Extracting a value and understanding what it means are different problems. Pulling “Majid Al Futtaim Hypermarkets LLC” verbatim from a document is extraction. Knowing that this entity reconciles to “Carrefour” in a supplier ledger is normalisation: a downstream problem that requires domain knowledge, reference data, and a separate resolution step. Systems that try to solve both in a single pass tend to solve neither reliably.
Chunking and Indexing: How Humans Navigate Long Documents
Nobody reads a ninety-page financial report from cover to cover looking for one specific figure. An analyst uses the table of contents to find the segment reporting section, skips to the relevant table, reads it in context, and cross-references the footnotes. They maintain a mental model of the document as they go. When they find a number, they know which section it came from, what it relates to, and where to look if it doesn’t make sense.
Retrieval-Augmented Generation (RAG) attempts to replicate this: a query comes in, the system retrieves the most relevant passages from the index, and a model uses them to construct an answer. The quality of that answer depends entirely on how the documents were sliced and indexed in the first place.
The naive approach, cutting documents into fixed-size text blocks and indexing them, immediately discards the structural awareness that makes a human analyst effective. A chunk that begins mid-table has lost the column headers that give its numbers meaning. A chunk that ends halfway through a clause can’t answer a question about that clause’s implications. A financial statement sliced without reference to its own section structure will scatter related information across fragments that never appear together in retrieval.
Structure-aware chunking uses the document’s own hierarchy (sections, headings, tables) as the natural unit of indexing rather than arbitrary text windows. For retrieval itself, combining keyword search with vector similarity (which captures conceptual relatedness rather than exact matches) outperforms either approach alone on real-world document collections. For long documents, a two-stage strategy mirrors how a human analyst would navigate the same report: a lightweight index over headings identifies the right region first, then fetches the full content of that section rather than pulling fragments from across the document and hoping the answer survives the assembly.
The indexing layer is where every compromise made earlier in the pipeline becomes visible. Parsing errors create broken context.

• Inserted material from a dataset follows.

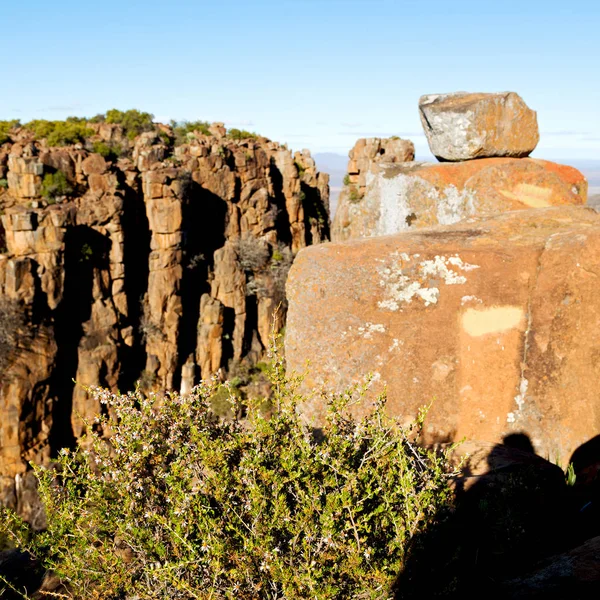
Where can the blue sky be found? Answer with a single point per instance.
(316, 74)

Missed section boundaries produce chunks that mix unrelated content. When a retrieval failure surfaces as a hallucinated answer or a missed risk factor, the root cause is usually not the model. It’s a decision made three stages earlier about how to represent the document.
The Gap That AI Is Closing
For most of the history of document automation, the gap between human reading and machine reading was bridged with rules: templates that specified where to look for each field, trained on documents the system had seen before. This worked on narrow, predictable document types and broke on everything else.

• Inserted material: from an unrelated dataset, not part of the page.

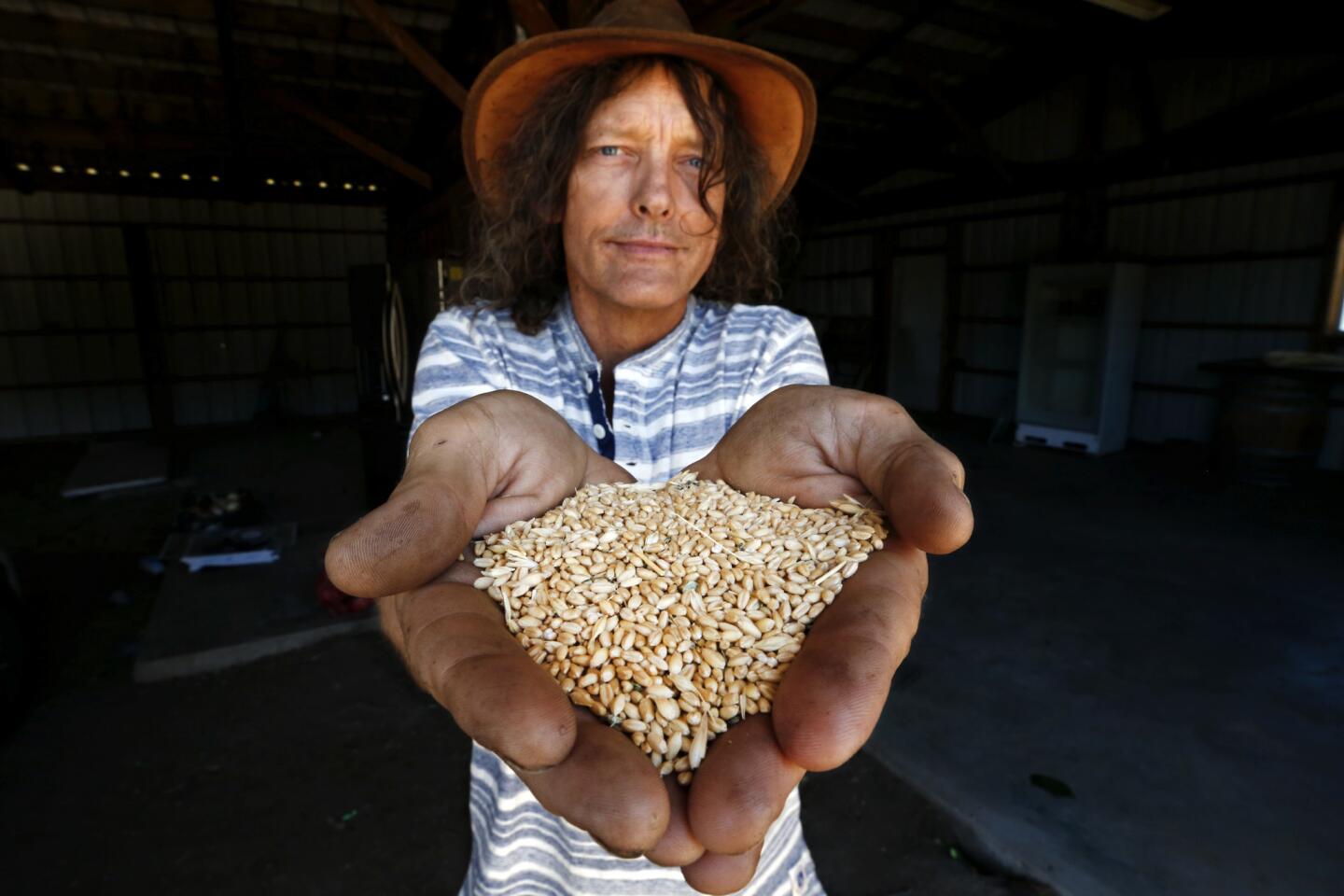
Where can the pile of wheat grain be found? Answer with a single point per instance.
(672, 610)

What large language models bring to IDP is something closer to what humans actually do: reasoning from context, handling variation, inferring meaning from layout and language simultaneously rather than in rigid sequence. A model can read an unfamiliar invoice template and find the total due not because it was told where to look, but because it understands what invoices are and what totals look like.

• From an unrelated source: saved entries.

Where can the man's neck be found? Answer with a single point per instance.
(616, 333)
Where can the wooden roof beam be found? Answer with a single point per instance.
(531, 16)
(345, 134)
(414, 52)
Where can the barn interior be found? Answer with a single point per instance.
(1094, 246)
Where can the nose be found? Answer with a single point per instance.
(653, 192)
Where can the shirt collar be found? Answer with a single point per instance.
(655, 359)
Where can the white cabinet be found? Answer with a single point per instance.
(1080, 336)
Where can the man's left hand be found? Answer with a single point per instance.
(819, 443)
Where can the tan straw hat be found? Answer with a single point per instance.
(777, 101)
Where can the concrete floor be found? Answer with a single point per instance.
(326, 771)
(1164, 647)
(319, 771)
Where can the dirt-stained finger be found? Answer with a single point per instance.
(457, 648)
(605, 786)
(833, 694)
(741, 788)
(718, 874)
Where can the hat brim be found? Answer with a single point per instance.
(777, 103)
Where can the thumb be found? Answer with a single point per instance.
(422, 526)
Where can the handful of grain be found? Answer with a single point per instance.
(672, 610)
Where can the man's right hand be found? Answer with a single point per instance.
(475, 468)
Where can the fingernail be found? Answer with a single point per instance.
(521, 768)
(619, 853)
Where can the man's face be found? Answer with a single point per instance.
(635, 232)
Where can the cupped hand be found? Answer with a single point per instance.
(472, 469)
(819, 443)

That capability is real. But it doesn’t make the pipeline disappear. A model fed malformed parser output still produces unreliable answers. Strong extraction still fails when classification was wrong. The stages are the same. What changes is how much variation each one can handle before it breaks.
Documents were built to communicate between people. Teaching machines to read them means reconstructing, step by step, the intuitions that readers apply without thinking.